There’s no disputing that Miller did in fact violate the terms of service, something he freely admits, and Apple certainly had every right to take the action it did, heavy-handed as it was. But the problem is that the company could have just as easily handled the matter by telling Miller it didn’t appreciate the way he’d gotten the app into the store, warned him not to do it again, and moved along. But that’s not the way that Apple does things when it comes to security. It goes the other way.
One reason for that is the company’s reliance on its control of the iTunes App Store, and by extension, the software that runs on iPhones and iPads, for the security of those devices. Apple’s policy of reviewing every app before it’s approved for inclusion in the app store is designed to ensure, at least in part, that no malicious or compromised apps wind up on users’ devices. What Miller demonstrated wasn’t just that there is a serious flaw in iOS, but also that the app-review process itself is likely flawed.
Reviewing the apps before approval is the right idea and it’s served the company well thus far, but the huge number of apps submitted by developers every day makes it impractical, if not impossible, for Apple to review them manually. That means automation and it means that the process needs to move quickly, so things may slip through. The process is still light years ahead of what’s in place for the Android Market, which has seen a number of malware-laced apps get through, as well as proof-of-concept apps submitted by security researchers.
It’s fairly simple to construct an argument that Apple is giving the proper attention to the security of its products. The app-review process is a major plus, as is the requirement that all of the software running on iOS devices be signed. The iPhone has had a sandbox included in its operating system for some time now, and recently Apple informed developers that any app submitted to the Mac App Store must be sandboxed, as well, starting in March 2012.

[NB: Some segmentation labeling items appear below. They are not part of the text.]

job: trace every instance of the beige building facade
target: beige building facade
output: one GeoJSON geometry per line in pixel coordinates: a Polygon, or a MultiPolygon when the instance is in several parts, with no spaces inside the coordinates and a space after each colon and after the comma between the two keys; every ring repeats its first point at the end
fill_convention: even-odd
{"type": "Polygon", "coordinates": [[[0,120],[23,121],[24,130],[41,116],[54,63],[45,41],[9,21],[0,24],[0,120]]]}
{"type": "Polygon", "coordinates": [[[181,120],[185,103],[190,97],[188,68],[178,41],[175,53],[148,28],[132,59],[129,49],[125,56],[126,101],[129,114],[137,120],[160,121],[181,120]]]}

But it’s also pretty easy to construct an argument that Apple has a long way to go on security. The company maintains total silence on vulnerabilities in its software, even when they’re already publicly known. It continues to patch products on an ad hoc basis, issuing fixes whenever it suits them rather than moving to a regular schedule as many major vendors have. And Apple holds itself apart from the rest of the industry in many ways. It’s not part of SAFECode or any of the other software security initiatives, and its engineers and security specialists don’t do much public speaking on security topics.
Some of this is superficial stuff, but it all matters. It adds up. Even the way that the company handled the flap with Miller isn’t necessarily all that important when viewed in isolation. Lots of software companies treat researchers badly, or with outright hostility. But it suggests a kind of indifference on some level for the way that customers and others outside of Cupertino view the company’s security practices. Instead of pushing people away, Apple should be listening to what they have to say, inviting their feedback. Maybe that will change sometime soon, but the available evidence doesn’t support that conclusion.